A major painting by Salvator Rosa (1615-1753) "the Assumption of the Virgin", is displayed on the lower right side. Following the theatrical style of the Counter-Reformation, it presents two adjoining worlds; the earthly world, where the Apostles find the empty tomb of the Virgin Mary; and the celestial world, where the Virgin is transported to heaven by a flight of angels. The expressions of astonishment of the apostles contrast with the serene expressions of Mary and the angels above.
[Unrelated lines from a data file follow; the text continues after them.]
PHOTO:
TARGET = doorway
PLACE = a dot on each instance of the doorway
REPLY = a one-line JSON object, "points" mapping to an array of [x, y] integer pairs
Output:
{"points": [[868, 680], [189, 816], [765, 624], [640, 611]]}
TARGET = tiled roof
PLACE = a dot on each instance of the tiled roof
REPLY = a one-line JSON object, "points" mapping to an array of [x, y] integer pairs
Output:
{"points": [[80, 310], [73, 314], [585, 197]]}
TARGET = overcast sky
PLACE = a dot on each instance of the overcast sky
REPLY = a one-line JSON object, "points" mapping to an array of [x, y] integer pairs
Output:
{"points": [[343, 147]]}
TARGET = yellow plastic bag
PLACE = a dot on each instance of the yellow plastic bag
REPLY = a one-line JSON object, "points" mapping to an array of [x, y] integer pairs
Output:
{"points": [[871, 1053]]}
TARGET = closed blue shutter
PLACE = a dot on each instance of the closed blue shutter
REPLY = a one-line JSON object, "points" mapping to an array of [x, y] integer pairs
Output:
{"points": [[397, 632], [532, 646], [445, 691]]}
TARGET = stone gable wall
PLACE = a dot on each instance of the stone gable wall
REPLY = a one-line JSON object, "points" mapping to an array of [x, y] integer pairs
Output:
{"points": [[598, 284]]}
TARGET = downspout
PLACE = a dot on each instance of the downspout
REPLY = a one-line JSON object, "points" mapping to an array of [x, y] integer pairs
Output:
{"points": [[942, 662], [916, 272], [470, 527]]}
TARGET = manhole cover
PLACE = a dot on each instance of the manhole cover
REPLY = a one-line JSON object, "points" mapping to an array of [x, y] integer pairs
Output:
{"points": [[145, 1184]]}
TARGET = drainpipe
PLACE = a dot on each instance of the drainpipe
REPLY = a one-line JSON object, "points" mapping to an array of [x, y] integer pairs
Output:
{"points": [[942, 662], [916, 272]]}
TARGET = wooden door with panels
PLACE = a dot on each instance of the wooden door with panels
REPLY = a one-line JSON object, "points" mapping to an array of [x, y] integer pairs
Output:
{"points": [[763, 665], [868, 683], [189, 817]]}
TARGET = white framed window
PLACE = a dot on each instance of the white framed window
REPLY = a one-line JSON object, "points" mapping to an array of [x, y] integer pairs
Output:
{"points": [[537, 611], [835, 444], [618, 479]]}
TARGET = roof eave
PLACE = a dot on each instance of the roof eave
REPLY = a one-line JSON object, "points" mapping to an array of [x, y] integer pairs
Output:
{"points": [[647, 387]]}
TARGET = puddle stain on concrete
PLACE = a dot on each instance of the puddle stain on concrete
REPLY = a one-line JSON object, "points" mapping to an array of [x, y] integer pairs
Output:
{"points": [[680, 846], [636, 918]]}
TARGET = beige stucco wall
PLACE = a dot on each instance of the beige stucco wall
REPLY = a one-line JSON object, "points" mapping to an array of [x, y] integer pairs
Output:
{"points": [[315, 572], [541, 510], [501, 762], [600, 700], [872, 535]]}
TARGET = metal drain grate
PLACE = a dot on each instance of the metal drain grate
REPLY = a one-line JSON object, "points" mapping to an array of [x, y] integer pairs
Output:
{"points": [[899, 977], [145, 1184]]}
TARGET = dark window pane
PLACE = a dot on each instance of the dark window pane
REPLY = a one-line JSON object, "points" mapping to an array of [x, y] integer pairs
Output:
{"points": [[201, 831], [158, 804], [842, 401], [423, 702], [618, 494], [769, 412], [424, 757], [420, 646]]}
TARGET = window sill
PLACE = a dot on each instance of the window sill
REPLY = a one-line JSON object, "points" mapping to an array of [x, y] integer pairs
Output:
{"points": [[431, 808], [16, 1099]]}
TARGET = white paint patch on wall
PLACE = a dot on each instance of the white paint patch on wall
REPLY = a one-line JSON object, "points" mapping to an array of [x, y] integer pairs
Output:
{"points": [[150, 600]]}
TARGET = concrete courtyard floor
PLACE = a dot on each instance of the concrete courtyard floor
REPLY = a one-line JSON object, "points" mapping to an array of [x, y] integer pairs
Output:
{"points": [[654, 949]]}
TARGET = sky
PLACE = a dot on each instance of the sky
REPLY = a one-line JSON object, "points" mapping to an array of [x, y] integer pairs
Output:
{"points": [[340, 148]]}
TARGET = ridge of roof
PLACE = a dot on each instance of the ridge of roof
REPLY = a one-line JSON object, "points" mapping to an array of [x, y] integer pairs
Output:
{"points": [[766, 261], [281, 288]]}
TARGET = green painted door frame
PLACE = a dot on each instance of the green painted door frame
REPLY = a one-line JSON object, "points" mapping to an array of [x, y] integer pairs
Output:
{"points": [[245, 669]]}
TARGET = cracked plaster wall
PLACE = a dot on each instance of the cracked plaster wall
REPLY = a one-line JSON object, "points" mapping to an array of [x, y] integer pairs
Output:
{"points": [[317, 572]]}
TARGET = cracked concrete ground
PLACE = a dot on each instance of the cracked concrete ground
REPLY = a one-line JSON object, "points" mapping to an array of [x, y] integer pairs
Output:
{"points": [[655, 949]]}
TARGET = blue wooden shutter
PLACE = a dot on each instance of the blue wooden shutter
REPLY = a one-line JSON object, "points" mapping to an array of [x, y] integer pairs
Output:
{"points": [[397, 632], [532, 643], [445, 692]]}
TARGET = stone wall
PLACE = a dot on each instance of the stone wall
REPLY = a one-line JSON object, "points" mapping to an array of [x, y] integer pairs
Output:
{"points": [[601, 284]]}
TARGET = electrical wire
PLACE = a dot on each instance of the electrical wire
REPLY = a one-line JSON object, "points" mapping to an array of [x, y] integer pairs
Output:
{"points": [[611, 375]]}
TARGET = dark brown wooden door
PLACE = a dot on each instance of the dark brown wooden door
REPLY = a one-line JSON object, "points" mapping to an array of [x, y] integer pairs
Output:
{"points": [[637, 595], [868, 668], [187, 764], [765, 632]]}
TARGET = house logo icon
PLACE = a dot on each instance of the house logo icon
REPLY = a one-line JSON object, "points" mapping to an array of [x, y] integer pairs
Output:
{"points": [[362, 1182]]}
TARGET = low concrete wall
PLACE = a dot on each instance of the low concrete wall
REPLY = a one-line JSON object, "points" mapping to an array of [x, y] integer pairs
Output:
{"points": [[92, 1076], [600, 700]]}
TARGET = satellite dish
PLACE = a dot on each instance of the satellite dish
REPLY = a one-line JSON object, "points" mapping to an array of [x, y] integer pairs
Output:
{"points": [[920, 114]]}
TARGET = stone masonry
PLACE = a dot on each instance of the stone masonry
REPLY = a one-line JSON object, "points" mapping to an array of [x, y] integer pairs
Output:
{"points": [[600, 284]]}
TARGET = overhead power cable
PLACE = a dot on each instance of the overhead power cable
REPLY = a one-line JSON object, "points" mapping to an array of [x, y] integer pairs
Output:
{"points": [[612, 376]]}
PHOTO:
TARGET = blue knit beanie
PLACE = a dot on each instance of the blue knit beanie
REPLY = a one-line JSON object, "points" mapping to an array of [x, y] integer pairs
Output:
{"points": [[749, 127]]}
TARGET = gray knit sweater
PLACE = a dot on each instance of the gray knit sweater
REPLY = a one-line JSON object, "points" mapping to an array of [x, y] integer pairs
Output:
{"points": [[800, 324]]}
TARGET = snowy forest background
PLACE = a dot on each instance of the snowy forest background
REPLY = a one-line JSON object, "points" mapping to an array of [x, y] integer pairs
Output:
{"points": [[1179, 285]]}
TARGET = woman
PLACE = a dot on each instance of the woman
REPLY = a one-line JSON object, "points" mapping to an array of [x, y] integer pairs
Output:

=== The Chapel of Saint Louis ===
The Chapel of Saint Louis, in the choir behind the altar, is the most highly decorated space in the interior. It was originally the choir used by the friars. It was built in 1722 and is decorated to commemorate the return of the original Crown of Thorns from the Crucifixion to France, carried by two Dominican friars in 1239. The walls are covered with carved wood panels and confessionals from the 19th century, and by murals.

The 19th-century painting under the classical pediment depicts "Saint Louis renders justice beneath an oak tree," painted by Luc-Olivier Merson (1846-1920). Saint Louis is joined by an angel, by a figure representing Religion, and an angel.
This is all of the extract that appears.